Great post from my friend and running partner Tom Glen of Patriot Crossfit in Arlington, Va. I often hear from endurance friends that they dont want to lift because they dont want to get too big. Tom presents some very interesting thoughts on the subject.


Posted by Tom G. on July 27, 2012 · Leave a Comment


CrossFit blogs, scientific studies, and the fitness community are heavy with articles that are slowly opening the world’s eyes to the fact that a pound does not equal a pound.  We as CrossFitters understand that the almighty scale, while an indicator, is not the truest nor sole indicator of our health.  We measure our waistlines, compare past and present clothing sizes, and even take photos to measure progress.

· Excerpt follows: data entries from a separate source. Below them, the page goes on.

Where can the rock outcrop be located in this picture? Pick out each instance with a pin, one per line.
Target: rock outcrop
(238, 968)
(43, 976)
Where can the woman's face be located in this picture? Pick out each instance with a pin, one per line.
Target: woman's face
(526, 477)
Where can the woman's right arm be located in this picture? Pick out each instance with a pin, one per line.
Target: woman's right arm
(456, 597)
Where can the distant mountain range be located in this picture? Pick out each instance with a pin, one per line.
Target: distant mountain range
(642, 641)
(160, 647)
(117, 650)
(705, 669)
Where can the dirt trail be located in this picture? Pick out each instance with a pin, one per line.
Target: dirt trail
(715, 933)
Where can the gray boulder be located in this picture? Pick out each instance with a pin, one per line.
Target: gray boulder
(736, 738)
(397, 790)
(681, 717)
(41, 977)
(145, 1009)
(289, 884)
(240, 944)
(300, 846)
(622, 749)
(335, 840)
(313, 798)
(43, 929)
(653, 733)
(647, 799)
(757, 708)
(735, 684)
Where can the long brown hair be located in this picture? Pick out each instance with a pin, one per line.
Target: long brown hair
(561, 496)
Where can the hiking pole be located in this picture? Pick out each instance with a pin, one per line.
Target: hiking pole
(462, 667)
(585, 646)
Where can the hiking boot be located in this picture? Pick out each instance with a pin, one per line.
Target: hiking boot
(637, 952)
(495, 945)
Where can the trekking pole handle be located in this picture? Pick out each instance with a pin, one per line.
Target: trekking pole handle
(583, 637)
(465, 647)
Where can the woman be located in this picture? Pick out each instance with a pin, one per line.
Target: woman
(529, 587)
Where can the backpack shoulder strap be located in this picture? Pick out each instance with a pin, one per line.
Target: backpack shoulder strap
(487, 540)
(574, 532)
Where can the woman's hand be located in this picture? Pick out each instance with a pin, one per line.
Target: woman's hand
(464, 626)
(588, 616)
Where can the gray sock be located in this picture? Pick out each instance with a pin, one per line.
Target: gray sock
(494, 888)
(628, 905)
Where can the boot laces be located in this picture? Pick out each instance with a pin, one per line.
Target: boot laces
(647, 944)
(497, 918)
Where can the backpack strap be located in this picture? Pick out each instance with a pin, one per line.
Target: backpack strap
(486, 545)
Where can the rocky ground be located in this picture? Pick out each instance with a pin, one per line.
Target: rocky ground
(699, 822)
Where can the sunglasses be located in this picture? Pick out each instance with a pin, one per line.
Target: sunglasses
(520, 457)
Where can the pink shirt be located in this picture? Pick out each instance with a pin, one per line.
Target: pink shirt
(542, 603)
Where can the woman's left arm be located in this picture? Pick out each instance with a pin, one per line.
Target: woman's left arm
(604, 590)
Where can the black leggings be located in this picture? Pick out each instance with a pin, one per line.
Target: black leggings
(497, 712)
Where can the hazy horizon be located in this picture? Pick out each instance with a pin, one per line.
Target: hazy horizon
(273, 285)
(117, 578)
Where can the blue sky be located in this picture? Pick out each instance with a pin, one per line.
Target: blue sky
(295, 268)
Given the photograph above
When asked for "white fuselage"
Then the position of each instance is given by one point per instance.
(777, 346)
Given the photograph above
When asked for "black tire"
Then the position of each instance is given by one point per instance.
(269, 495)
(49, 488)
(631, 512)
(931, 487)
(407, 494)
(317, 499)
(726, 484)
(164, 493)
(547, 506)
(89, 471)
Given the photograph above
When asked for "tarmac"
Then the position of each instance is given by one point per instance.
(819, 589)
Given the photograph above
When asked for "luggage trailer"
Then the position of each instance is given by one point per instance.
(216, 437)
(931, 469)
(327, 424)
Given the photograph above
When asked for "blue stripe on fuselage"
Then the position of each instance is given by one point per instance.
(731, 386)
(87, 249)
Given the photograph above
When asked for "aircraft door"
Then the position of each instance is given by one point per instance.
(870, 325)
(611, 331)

The running community, however, remains skeptical.  Sure, running isn’t a fitness program (I’m going to catch some heat for that one); it’s a speciality program.  So, to the runners out there that think CrossFit isn’t for them, I say: “first,read this.”

Okay, maybe you buy those points and are now committed to mobility, technique, nutrition, and are even working to improve your core strength.  Great! You’re off to a good start.  Though, the fear still remains … “Lifting heavy weights will make me too bulky.  I need to stay small to run fast.”  I’m a marathoner, do I want to carry 170lbs or 190lbs for 26.2 miles?  The answer, on the surface, seems logical.  In reality, however, it depends.

Consider this analogy:  I challenge you to a race in which we will select our own vehicles.  You have two choices … Camaro or Mini-Cooper.  Which do you choose?

The Mini is lighter, but I’m pretty sure you landed on Camaro.  Why?  The Camaro is heavy in all the right places, i.e. the engine.  Your body is no different.  If you want to run faster and injury free, there is great value in building your engine.

Do you need to squat 500lbs? No.  To a point, just as in CrossFit, there are diminishing returns to getting stronger.  A big fat power lifter likely can’t run a mile, let alone a marathon.  However, if your background is long slow distance running, I suspect that isn’t your problem and never will be.  Today, I squat twice my body weight, weigh 20lbs more than what I previously thought to be my ideal race weight, and have PR’d my last two marathons.  If you still don’t believe me, try it.  Worst case scenario, you at least look better naked.